Crocetti, Laura; Scalise, Paola; Bozzi, Elena; Campani, Daniela; Rossi, Piercarlo; Cervelli, Rosa; Bargellini, Irene; Ghinolfi, Davide; De Simone, Paolo; Cioni, Roberto.
Afiliação
  • Crocetti L; Division of Interventional Radiology, Azienda Ospedaliero Universitaria Pisana, 56126 Pisa, Italy.
  • Scalise P; Department of Surgical, Medical and Molecular Pathology and Critical Care Medicine, University of Pisa, 56126 Pisa, Italy.
  • Bozzi E; Division of Interventional Radiology, Azienda Ospedaliero Universitaria Pisana, 56126 Pisa, Italy.
  • Campani D; Division of Interventional Radiology, Azienda Ospedaliero Universitaria Pisana, 56126 Pisa, Italy.

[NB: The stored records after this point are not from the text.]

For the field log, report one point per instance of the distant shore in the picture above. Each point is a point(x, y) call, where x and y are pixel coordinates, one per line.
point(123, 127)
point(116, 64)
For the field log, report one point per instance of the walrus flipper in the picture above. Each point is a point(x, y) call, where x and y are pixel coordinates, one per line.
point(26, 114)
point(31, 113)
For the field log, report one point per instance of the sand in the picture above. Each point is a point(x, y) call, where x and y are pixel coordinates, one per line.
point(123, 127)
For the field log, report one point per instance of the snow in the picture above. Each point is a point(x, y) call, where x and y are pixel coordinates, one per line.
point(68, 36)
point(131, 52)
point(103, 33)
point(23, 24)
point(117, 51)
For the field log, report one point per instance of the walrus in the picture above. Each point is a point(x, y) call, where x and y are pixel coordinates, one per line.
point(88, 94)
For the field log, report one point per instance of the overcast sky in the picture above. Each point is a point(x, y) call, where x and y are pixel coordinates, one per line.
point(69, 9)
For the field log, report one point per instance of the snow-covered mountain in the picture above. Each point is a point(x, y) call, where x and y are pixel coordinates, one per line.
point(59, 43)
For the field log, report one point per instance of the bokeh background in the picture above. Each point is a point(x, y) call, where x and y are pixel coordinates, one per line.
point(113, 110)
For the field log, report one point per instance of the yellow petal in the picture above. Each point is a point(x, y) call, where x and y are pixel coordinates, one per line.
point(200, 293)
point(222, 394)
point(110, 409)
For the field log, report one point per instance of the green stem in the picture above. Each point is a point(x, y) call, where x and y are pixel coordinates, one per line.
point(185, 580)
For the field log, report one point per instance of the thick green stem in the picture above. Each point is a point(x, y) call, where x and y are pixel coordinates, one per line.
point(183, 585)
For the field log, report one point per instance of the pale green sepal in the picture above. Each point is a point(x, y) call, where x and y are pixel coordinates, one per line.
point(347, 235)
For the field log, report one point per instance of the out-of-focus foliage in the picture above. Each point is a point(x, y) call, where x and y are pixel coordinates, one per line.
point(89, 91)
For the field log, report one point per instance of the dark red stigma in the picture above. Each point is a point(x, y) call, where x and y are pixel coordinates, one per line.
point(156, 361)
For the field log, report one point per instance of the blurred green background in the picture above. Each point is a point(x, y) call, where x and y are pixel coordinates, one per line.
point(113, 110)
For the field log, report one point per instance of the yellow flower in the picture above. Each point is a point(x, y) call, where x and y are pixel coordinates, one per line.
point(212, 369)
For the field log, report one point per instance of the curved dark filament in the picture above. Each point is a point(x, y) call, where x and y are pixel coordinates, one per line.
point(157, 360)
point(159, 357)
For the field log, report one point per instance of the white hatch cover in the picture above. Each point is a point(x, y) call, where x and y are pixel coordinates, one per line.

  • Rossi P; Department of Surgical, Medical and Molecular Pathology and Critical Care Medicine, University of Pisa, 56126 Pisa, Italy.
  • Cervelli R; Division of Pathology, Azienda Ospedaliero Universitaria Pisana, 56126 Pisa, Italy.
  • Bargellini I; Division of Interventional Radiology, Azienda Ospedaliero Universitaria Pisana, 56126 Pisa, Italy.
  • Ghinolfi D; Division of Interventional Radiology, Azienda Ospedaliero Universitaria Pisana, 56126 Pisa, Italy.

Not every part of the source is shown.